Smoo AI LLM Gateway

34+ frontier models, one endpoint.

Drop your OpenAI SDK's base URL to https://llm.smoo.ai/v1. Same shapes, same streaming, same tool calls — with unified billing, org-scoped keys, and automatic failover across providers.

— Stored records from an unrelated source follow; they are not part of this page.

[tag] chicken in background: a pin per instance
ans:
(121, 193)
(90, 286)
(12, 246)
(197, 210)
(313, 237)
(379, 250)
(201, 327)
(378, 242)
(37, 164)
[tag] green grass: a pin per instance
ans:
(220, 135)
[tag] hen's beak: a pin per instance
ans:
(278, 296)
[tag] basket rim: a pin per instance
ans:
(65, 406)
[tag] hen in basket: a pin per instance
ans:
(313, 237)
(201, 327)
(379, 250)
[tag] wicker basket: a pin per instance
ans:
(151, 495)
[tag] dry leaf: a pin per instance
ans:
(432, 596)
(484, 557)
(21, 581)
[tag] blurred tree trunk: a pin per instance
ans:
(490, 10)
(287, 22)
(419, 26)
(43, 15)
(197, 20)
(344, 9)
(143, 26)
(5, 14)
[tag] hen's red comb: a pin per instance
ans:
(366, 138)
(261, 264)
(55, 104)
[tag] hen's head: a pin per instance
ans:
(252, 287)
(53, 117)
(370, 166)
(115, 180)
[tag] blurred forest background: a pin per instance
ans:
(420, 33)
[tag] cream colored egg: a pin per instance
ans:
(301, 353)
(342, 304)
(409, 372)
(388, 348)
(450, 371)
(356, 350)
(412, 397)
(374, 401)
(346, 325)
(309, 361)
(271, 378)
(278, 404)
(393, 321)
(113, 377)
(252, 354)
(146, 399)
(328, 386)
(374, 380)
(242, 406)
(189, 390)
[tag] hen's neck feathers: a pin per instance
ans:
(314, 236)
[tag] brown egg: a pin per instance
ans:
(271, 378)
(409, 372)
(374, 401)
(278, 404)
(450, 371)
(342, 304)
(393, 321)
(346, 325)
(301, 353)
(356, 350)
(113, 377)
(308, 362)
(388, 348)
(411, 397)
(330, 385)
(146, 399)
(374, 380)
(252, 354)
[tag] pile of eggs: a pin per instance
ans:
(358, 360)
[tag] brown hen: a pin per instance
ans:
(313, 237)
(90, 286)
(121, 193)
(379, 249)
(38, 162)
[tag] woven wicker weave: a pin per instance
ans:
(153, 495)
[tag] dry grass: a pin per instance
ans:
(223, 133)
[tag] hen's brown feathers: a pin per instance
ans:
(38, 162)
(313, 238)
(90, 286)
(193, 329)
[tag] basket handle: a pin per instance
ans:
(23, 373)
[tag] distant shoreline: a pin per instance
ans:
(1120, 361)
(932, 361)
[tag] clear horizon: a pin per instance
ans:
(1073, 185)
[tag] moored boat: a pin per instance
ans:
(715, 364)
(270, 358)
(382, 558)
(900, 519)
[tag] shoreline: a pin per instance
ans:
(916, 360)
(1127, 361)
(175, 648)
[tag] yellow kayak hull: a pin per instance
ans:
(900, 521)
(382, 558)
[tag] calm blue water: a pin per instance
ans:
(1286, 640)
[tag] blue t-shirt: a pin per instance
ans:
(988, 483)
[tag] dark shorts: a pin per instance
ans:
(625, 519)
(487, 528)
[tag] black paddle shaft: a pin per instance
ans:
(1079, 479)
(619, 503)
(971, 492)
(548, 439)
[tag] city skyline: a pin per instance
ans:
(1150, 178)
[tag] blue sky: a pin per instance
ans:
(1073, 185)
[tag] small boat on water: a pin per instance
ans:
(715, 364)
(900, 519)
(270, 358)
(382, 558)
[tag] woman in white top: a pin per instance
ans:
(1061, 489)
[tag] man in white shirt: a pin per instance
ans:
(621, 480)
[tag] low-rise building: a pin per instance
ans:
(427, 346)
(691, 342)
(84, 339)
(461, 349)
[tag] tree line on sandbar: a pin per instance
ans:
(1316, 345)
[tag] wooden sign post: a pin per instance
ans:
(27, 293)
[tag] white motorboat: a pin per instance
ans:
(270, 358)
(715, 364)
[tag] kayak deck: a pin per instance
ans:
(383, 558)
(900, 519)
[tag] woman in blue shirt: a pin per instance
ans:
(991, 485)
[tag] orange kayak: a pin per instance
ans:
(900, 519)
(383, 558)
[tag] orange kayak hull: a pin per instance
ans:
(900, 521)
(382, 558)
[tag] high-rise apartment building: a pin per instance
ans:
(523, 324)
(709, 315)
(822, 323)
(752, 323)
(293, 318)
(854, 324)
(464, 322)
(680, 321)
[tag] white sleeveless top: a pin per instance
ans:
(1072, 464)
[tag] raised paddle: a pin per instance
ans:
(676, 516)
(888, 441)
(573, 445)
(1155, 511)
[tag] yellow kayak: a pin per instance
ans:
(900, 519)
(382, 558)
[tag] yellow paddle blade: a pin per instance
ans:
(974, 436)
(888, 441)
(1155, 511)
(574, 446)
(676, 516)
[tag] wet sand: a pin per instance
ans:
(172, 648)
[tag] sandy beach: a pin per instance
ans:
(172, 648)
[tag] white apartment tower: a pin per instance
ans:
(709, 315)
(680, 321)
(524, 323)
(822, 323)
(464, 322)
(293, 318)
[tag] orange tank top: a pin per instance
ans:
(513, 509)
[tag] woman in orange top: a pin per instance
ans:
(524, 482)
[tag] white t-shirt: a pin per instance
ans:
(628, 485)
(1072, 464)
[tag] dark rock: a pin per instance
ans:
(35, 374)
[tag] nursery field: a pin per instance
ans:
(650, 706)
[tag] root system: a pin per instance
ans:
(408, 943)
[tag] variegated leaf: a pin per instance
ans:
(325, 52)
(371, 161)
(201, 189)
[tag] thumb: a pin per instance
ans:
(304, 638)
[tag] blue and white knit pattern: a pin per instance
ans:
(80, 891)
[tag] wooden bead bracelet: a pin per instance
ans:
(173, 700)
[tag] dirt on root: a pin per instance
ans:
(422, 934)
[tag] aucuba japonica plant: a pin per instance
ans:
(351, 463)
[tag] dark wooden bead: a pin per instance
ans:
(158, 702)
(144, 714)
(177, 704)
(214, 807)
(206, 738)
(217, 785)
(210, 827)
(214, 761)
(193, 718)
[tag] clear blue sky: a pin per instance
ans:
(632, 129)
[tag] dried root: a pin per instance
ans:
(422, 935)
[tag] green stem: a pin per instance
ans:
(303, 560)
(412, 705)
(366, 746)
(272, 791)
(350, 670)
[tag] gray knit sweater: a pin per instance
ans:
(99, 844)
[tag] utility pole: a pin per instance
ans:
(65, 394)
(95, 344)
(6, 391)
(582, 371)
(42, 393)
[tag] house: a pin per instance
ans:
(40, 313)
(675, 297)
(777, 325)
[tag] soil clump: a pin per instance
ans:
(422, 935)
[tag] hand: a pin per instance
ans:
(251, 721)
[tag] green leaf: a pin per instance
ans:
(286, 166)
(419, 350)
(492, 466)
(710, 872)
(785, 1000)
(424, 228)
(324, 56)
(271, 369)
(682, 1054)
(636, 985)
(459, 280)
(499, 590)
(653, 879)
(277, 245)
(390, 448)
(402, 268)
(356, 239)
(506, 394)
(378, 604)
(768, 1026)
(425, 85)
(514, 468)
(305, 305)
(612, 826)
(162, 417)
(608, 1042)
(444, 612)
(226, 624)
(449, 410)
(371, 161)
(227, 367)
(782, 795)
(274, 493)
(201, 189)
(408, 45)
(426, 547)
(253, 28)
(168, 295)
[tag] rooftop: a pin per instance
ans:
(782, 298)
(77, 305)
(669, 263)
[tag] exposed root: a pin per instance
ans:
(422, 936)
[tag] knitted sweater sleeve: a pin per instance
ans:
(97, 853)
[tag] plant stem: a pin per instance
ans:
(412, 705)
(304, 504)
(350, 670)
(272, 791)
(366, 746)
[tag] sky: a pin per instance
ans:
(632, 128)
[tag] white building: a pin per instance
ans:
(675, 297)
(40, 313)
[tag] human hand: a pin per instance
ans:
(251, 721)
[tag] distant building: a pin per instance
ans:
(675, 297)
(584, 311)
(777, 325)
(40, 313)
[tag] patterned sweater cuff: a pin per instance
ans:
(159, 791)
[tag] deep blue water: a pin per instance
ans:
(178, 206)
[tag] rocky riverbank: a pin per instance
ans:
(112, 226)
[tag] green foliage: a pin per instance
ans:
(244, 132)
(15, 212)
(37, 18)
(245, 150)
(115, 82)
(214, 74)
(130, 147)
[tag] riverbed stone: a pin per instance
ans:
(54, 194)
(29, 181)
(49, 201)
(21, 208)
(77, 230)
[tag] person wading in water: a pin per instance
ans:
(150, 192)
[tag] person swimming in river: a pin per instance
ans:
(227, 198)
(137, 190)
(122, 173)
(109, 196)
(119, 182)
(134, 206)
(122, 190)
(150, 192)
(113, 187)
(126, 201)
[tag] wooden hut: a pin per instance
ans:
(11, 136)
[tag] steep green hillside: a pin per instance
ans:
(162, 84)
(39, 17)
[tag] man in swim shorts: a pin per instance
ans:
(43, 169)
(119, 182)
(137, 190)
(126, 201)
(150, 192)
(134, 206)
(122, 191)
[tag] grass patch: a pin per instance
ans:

4 frontier16 smart9 fastOpenAI · Anthropic · Google · Groq · + aggregator

Get an API key Browse models

Drop-in quickstart

Same OpenAI SDK you already use. Different base URL and your Smoo AI virtual key. That's it.

curl

curl https://llm.smoo.ai/v1/chat/completions \
  -H "Authorization: Bearer $SMOOAI_LLM_KEY" \
  -H "Content-Type: application/json" \
  -d '{
    "model": "gemini-2.5-flash",
    "messages": [{"role": "user", "content": "Hello"}]
  }'

python

from openai import OpenAI

client = OpenAI(
    api_key=os.environ["SMOOAI_LLM_KEY"],
    base_url="https://llm.smoo.ai/v1",
)

resp = client.chat.completions.create(
    model="gemini-2.5-flash",
    messages=[{"role": "user", "content": "Hello"}],
)
print(resp.choices[0].message.content)

typescript

import OpenAI from 'openai';

const client = new OpenAI({
  apiKey: process.env.SMOOAI_LLM_KEY,
  baseURL: 'https://llm.smoo.ai/v1',
});

const resp = await client.chat.completions.create({
  model: 'gemini-2.5-flash',
  messages: [{ role: 'user', content: 'Hello' }],
});
console.log(resp.choices[0].message.content);

Model catalog

Pricing shown is passthrough cost in USD per million tokens, used as the basis for org-metered overage. See /pricing for plan-included allowances and volume tiers.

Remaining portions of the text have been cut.